Existem muitas criptomoedas assim chamadas e elas não são apoiadas por nenhum governo, não são regulamentadas por nenhum banco central e não são baseadas em quaisquer activos físicos, como o ouro . A sua existência é essencialmente virtual e o seu valor intrínseco baseia-se no apelo especulativo, devido à grande volatilidade dos preços, e ao sigilo conferido a quem os utiliza para realizar transacções anónimas. No entanto, o seu mercado está no caminho certo para atingir um valor total próximo de 2 mil milhões de dólares!

Estes “activos” digitais privados receberam recentemente o apoio do presidente eleito Donald Trump e de alguns dos seus  nomeados pró-cripto . Eles são muito pouco regulamentados. O ex-presidente da Comissão de Valores Mobiliários, Gary Gensler, disse ao Congresso dos EUA que toda a classe de participações em criptomoedas está “  repleta de fraudes, falcatruas e abusos  ”.

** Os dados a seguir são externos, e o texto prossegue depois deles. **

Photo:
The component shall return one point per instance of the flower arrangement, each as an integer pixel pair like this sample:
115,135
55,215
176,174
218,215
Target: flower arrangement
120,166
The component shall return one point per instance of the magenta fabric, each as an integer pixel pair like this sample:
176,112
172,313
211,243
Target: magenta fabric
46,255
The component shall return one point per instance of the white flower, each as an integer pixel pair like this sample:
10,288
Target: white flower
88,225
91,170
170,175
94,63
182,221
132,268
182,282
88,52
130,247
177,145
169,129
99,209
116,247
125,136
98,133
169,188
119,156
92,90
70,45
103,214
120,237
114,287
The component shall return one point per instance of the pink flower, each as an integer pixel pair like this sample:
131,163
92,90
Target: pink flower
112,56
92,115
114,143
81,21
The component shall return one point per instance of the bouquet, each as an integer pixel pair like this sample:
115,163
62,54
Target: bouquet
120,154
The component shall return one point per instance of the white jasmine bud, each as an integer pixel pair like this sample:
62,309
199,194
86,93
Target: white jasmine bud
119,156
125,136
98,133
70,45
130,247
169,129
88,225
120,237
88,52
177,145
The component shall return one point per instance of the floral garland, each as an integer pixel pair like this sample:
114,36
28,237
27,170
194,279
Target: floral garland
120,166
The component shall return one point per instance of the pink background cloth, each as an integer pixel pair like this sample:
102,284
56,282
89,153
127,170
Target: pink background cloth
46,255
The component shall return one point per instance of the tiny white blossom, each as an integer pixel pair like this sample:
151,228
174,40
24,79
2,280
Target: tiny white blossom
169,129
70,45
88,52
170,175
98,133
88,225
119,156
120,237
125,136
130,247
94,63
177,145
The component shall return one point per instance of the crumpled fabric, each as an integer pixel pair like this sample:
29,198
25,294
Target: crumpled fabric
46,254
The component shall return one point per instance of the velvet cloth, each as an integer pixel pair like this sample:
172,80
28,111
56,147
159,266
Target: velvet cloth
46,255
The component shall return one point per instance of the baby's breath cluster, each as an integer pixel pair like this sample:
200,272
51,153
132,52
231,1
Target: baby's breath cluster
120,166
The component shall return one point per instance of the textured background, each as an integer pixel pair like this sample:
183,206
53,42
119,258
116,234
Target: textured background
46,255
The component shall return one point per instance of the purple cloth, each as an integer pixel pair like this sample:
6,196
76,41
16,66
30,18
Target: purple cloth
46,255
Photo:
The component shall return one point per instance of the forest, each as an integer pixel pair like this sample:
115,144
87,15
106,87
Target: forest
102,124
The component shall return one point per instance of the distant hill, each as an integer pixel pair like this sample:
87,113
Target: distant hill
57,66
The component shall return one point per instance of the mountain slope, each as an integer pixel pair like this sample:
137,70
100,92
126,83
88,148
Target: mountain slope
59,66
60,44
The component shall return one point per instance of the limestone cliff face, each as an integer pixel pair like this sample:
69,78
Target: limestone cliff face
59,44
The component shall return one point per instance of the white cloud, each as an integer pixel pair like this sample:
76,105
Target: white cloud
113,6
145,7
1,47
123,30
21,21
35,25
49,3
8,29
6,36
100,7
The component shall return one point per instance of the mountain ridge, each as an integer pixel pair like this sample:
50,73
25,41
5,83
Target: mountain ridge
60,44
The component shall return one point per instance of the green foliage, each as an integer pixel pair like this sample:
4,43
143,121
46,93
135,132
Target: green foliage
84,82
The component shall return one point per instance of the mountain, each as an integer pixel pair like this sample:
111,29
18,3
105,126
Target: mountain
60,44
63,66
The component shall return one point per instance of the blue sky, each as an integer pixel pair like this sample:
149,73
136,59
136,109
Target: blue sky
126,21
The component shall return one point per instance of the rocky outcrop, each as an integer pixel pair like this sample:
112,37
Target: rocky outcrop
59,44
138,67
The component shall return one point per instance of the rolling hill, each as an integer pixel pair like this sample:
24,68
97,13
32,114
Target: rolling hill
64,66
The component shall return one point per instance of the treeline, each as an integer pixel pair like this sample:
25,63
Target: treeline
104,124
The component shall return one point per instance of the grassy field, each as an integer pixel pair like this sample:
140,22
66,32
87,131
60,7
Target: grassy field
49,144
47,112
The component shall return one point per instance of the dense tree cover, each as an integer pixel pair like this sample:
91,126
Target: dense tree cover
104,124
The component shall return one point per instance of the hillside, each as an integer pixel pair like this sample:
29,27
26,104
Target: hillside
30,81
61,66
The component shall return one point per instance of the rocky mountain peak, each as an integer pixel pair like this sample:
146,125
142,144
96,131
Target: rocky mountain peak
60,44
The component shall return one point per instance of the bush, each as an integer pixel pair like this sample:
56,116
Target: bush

8- Perspectivas financeiras e económicas incertas

Todos os factores acima mencionados podem ser uma fonte de dificuldades económicas nos próximos anos. Com efeito, estão presentes todos os elementos para uma tempestade económica e financeira perfeita, se somarmos a possível convergência entre uma crise monetária, uma crise fiscal e uma crise financeira. Existem actualmente demasiadas bolhas especulativas exuberantes para que isto não seja motivo de preocupação.


O seu efeito combinado poderá resultar num período de estagflação , ou seja, um período de crescimento económico lento, nulo ou negativo num contexto de aumento de preços. Se tal situação ocorresse, não é impossível que se transformasse numa grave recessão económica cíclica e mesmo numa   prolongada depressão económica estrutural. 

Por seu lado, a Organização para a Cooperação e o Desenvolvimento Económico (OCDE) prevê um crescimento económico mundial de 3,3% para 2025. No entanto, existe um risco elevado de abrandamento nos próximos anos, caso surjam grandes guerras comerciais e outras crises.

Conclusões

A economia mundial é economicamente mais multilateral e interdependente do que nunca. Tentar regressar a um passado unilateral e isolacionista , como prometeu o presidente eleito Donald Trump aos receptivos eleitores americanos, não sem um toque de demagogia, poderia ser uma aposta arriscada. 

Na verdade, a nível internacional, o segundo mandato presidencial do magnata empresarial americano Donald Trump suscita apreensões, porque a implementação do seu programa poderia desestabilizar e perturbar gravemente as relações económicas e financeiras internacionais, particularmente no que diz respeito ao comércio internacional e aos movimentos de capitais.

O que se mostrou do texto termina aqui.